Last semester, the word “ramp” was commonplace around campus, sprawled in colorful chalk on steps and next to cracks and ramps (or the lack thereof) as students highlighted the inaccessibility of many spaces that were previously portrayed as accessible. This raised concerns for many and in response, the Community Service Interest House partnered with the Career and Community Engagement Center (CCEC) to bring Project Sidewalk to campus.
Project Sidewalk is a volunteer project that aims to increase accessibility by assessing infrastructure and providing data to local planning boards and groups, such as the Blue Mountain Mobility Action Group.
Sophomore Caty Taylor participated in the project, and explained that its versatility made it easy to engage in the community beyond Whitman.
“Project Sidewalk is one of the many programs on campus that allows students to get outside the Whitman bubble and to get close to the Walla Walla community, and not just take things from the community, but turn them back in a positive way,” Taylor said.
The project was designed and operated through the Makeability lab at the University of Washington, and its website uses street imaging to to assess the accessibility of different features of walkways and ramps through a virtual tour of the area. If something is not accessible, volunteers can flag that specific location on the map and provide a description of what needs to be done to make it accessible. The volunteer also gives it a rating based on how bad the issue is so that city planners can know what issues to address first. The data is used to both inform people directly involved in city infrastructure and train machine learning algorithms to automatically detect issues.
Junior Jonathan Becker, who serves as the Community Engagement Leader for Diversity, Equity, Inclusion and Recruitment, shared that the strength of this program is its flexibility for all to be involved.
“I’ve been working at the CCEC for two years now, and I’ve been involved in volunteering for a while; and when I got into this role, one of the things that I was thinking about was how to create programs that were either asynchronous or virtual, or other ways that people could have service experiences and have this service learning opportunities that our in-person programs have, but be able to reach the student population who might be too busy or might otherwise be in a position where they’re not able to volunteer, and giving it to them,” Becker said.
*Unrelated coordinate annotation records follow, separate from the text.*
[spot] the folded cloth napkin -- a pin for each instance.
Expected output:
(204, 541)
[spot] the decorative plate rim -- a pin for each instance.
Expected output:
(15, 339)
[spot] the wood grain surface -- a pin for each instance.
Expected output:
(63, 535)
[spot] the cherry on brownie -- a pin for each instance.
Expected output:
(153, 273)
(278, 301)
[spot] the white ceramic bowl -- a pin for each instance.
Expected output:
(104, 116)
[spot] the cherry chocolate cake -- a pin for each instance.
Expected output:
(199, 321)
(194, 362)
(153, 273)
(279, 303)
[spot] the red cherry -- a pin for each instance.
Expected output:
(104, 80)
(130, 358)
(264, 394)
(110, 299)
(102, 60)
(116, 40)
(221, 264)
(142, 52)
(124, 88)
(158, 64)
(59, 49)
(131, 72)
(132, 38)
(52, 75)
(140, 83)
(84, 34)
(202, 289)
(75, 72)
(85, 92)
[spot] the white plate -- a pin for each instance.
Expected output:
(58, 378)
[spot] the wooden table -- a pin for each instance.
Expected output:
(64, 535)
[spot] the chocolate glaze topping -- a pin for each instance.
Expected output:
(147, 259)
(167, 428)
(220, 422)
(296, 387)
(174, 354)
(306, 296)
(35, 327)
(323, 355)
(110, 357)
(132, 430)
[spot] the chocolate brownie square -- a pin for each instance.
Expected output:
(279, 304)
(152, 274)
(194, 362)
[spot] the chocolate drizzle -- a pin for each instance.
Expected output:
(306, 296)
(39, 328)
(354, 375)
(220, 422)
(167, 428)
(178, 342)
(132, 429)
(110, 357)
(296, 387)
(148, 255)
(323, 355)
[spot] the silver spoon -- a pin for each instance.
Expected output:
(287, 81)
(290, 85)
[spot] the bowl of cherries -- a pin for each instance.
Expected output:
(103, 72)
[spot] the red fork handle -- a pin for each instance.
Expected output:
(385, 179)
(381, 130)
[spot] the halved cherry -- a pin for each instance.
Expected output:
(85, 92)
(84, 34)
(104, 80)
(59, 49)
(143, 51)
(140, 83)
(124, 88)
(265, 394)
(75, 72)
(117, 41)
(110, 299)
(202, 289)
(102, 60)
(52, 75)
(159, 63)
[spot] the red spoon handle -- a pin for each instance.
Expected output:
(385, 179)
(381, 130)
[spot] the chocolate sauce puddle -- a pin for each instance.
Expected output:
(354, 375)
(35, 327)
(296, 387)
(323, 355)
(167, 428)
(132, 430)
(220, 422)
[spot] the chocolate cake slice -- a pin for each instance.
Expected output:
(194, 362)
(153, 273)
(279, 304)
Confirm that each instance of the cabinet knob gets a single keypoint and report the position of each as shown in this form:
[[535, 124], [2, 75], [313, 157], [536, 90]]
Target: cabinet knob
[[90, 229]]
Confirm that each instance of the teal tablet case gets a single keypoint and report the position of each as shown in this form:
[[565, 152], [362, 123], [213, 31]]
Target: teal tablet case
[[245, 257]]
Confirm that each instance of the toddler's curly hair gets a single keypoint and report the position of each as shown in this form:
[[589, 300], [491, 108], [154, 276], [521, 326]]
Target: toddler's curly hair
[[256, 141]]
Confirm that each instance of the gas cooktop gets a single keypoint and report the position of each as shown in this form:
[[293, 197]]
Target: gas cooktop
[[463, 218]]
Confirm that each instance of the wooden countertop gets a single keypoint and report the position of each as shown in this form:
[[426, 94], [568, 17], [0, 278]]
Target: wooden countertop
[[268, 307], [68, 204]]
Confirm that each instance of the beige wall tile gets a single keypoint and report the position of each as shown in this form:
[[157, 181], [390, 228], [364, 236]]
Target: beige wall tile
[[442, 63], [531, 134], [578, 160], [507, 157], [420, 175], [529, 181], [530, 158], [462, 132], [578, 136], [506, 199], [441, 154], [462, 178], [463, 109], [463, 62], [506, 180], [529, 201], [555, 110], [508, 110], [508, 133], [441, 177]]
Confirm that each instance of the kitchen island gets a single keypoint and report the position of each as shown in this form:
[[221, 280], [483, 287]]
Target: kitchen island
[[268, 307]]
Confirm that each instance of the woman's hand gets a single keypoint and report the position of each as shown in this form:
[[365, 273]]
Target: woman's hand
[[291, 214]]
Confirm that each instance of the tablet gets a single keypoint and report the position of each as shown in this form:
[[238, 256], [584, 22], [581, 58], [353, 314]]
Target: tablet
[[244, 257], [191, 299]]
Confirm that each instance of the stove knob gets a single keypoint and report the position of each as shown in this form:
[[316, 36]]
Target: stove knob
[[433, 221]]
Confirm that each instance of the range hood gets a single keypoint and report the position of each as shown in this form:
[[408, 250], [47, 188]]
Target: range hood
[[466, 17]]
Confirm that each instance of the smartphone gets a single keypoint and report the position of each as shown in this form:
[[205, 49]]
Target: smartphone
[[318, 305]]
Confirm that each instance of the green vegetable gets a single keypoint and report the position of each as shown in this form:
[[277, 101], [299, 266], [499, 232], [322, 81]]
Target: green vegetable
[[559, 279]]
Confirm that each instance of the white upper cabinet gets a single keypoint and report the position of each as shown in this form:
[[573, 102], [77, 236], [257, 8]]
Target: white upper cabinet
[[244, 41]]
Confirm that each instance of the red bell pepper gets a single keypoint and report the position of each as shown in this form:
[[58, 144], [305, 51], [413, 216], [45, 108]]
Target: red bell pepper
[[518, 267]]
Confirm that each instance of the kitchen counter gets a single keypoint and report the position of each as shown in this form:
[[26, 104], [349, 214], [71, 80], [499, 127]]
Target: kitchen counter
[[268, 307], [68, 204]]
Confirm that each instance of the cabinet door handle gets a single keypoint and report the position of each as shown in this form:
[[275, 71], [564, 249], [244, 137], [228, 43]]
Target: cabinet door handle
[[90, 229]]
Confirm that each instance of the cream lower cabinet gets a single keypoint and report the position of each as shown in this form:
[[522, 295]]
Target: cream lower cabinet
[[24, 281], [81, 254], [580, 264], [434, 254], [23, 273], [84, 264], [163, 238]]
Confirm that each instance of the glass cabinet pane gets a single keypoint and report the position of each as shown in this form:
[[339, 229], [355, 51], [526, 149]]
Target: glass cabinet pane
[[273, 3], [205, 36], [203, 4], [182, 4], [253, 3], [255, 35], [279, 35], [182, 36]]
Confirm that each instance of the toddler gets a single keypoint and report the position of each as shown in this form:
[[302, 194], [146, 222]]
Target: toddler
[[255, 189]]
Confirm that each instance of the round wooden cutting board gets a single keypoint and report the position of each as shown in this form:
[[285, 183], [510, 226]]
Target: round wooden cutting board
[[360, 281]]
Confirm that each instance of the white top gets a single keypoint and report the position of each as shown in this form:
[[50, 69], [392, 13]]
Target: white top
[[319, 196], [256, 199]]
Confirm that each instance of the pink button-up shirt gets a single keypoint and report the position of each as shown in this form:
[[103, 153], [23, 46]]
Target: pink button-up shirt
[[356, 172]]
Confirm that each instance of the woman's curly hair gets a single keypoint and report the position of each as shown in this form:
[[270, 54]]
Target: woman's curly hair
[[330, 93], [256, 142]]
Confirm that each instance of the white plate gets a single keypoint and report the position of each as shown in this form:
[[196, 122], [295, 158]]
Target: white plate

Unlike many of the community service programs on campus, Project Sidewalk uses a virtual platform which volunteers can use whenever is most convenient for them, maximizing the volunteers that are able to help out the community during their busy schedules. The site provides comprehensible training to prepare students to identify access issues, meaning it can be done entirely on the students’ own timeline.
“[Project Sidewalk] allows students who just don’t have time to do the community service that we want to do to be involved. For a lot of the other projects, you have to be able to get there and spend an hour of work and have to be able to get back, and that just takes a large chunk of time out of our days. However, Project Sidewalk is a great way for us to just spend ten or twenty minutes on the activity, and you can actually see the good that is going to come out of it and what is going to be done. Walla Walla is such a small community, so any help is a lot of help,” Taylor said.
Sophomore Deniz Bean, who is the Community Service Interest House Resident Assistant, spoke further about how this virtual platform provides l0w-commitment opportunities for students to advocate for accessibility while still leaving room for collaboration.
“[Project Sidewalk] was just a really attractive program to me because we could do it remotely as a house whenever it fit into our weekly schedules, and I was really just interested in getting more involved in the programs already established on campus,” Bean said.
Bean also explained that expanding this community service network to as many students on campus as possible was essential in pushing these projects forward. For Bean, the project is a way for students to volunteer while also shifting their perspectives on accessibility.
“I think that students will engage with [Project Sidewalk] more because bringing it into the interest house community is a really great way to just have 70 students who could potentially engage with it… It’s a new program, which is really exciting,” Bean said. “I also think that accessibility on this campus specifically has just been a huge topic of discussion, and so I think that this is something that either people personally resonate with or just see that Walla Walla has a lot of accessibility issues with their sidewalks.”
Becker agreed with this sentiment, sharing the future goals of the project in helping with advocacy for accessible spaces and making this work more available to everyone.
“In terms of future goals… [we want to continue] to think about ways to build other accessible volunteer opportunities and create more accessibility within the programs we’re already doing as well as providing opportunities for students to take what they’re learning in the project about sidewalk access and then applying it to different spaces and in different ways,” Becker said.
This project provides a space for students to become more involved in the issues that they are speaking out about, and platforms like these make it easier for students to juggle volunteering into their already busy schedules.